As empresas multinacionais, grandes beneficiárias da moeda única,
estão mais avançadas - mais de 20% já efectuaram uma mudança
total para o euro e 40% esperam fazê-lo antes do final de 2001. Só
as administrações públicas parecem estar a fazer maiores
progressos na adaptação, sobretudo ao nível de suportes
informáticos e da possibilidade de pagamento dos impostos em euros.
Esta avaliação negativa traduz uma falta de confiança no euro. Sem esta confiança, o projecto da moeda única europeia pode correr sérios riscos. Esta confiança foi abalada pela desvalorização do euro em cerca de 30% face ao dólar, desde da sua introdução a 1 de Janeiro de 1999. Contudo, de Dezembro de 2000 a Janeiro de 2001, o euro começou a recuperar devido ao "arrefecimento" da economia dos EUA..
Por outro lado, como afirma a Comissão, traduz também uma grande falta de informação das empresas e dos particulares, sobretudo sobre o calendário de implementação. Segundo a Comissão, muitos agentes económicos pensam que ainda terão o ano de 2002 para efectuar a transição para o euro.
Algumas dificuldades para os particulares
Uma dificuldade à partida é ter a noção do valor da nova moeda. Os particulares durante muito tempo irão fazer a conversão do euro na sua moeda nacional. Terão também de se habituar a novas denominações de notas e moedas. Alguns "grupos" terão maiores dificuldades de adaptação - as pessoas mais idosas, as pessoas analfabetas, as pessoas portadoras de deficiência visual, etc.

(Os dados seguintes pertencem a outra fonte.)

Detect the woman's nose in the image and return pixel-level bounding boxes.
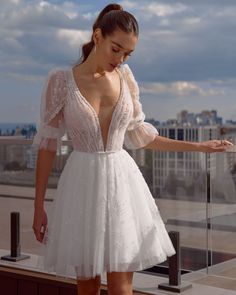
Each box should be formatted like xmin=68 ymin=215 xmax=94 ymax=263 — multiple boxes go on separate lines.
xmin=116 ymin=53 xmax=125 ymax=64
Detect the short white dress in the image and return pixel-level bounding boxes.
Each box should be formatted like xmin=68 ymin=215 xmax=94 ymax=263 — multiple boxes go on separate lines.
xmin=32 ymin=63 xmax=175 ymax=280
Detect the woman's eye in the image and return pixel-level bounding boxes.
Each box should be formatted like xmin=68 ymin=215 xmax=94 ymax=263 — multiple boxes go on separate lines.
xmin=112 ymin=47 xmax=132 ymax=58
xmin=112 ymin=48 xmax=119 ymax=53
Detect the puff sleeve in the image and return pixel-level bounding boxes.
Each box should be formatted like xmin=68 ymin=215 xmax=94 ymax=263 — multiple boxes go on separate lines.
xmin=32 ymin=68 xmax=67 ymax=151
xmin=123 ymin=64 xmax=159 ymax=149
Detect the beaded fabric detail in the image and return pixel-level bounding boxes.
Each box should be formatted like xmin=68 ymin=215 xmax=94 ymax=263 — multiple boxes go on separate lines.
xmin=33 ymin=64 xmax=159 ymax=152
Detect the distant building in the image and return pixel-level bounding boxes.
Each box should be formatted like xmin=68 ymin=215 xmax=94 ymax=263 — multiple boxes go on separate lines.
xmin=225 ymin=120 xmax=236 ymax=125
xmin=26 ymin=147 xmax=37 ymax=169
xmin=152 ymin=122 xmax=236 ymax=202
xmin=3 ymin=136 xmax=28 ymax=168
xmin=152 ymin=125 xmax=219 ymax=198
xmin=177 ymin=109 xmax=222 ymax=126
xmin=129 ymin=149 xmax=146 ymax=167
xmin=0 ymin=145 xmax=7 ymax=171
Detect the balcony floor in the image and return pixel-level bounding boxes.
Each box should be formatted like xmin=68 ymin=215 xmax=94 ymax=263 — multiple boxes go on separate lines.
xmin=1 ymin=249 xmax=236 ymax=295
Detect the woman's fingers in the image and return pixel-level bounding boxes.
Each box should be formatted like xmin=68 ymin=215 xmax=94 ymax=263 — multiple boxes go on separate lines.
xmin=34 ymin=229 xmax=42 ymax=242
xmin=214 ymin=140 xmax=232 ymax=146
xmin=34 ymin=227 xmax=46 ymax=243
xmin=32 ymin=209 xmax=48 ymax=243
xmin=219 ymin=140 xmax=233 ymax=151
xmin=33 ymin=224 xmax=46 ymax=243
xmin=221 ymin=140 xmax=233 ymax=146
xmin=201 ymin=140 xmax=234 ymax=153
xmin=34 ymin=225 xmax=47 ymax=242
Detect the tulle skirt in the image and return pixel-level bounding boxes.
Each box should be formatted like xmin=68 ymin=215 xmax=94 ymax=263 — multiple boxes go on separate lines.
xmin=37 ymin=149 xmax=175 ymax=279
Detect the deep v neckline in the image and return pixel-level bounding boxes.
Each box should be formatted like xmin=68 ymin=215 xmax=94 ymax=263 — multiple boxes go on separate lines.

O Euro terá 7 denominações em moedas (1, 2, 5, 10, 20 e 50 cents; 1 e 2 euros) e 7 denominações notas (5, 10, 20, 50, 100, 200 e 500 euros). Em Portugal, passaremos a funcionar com valores faciais mais baixos - 50 euros serão equivalentes a nossa nota de 10 mil escudos e a nota de 500 euros representará o rendimento médio mensal para milhares de portugueses.
Outro motivo de preocupação, será o arredondamento dos preços. A moeda mais pequena, de 1 cent, valerá cerca de 2 escudos. Os bens que custem menos de 2 escudos passarão a custar 2 escudos. Um bem que custe, por exemplo, 21 escudos tenderá a ser arredondados para o seu par mais próximo, não sendo de acreditar que o arredondamento seja para baixo.
O surgimento de uma nova moeda, poderá acarretar problemas de falsificação e de aumento da fraude, devido aos problemas de identificação da nova moeda. Este risco aumenta, quando faltam implementar medidas de identificação do dinheiro falsificado, como existem para as restantes 12 moedas nacionais na zona euro. Sem os esclarecimentos apropriados, os "grupos" de risco e com menor acesso à informação poderão ser vítimas de práticas fraudulentas e comportamentos abusivos.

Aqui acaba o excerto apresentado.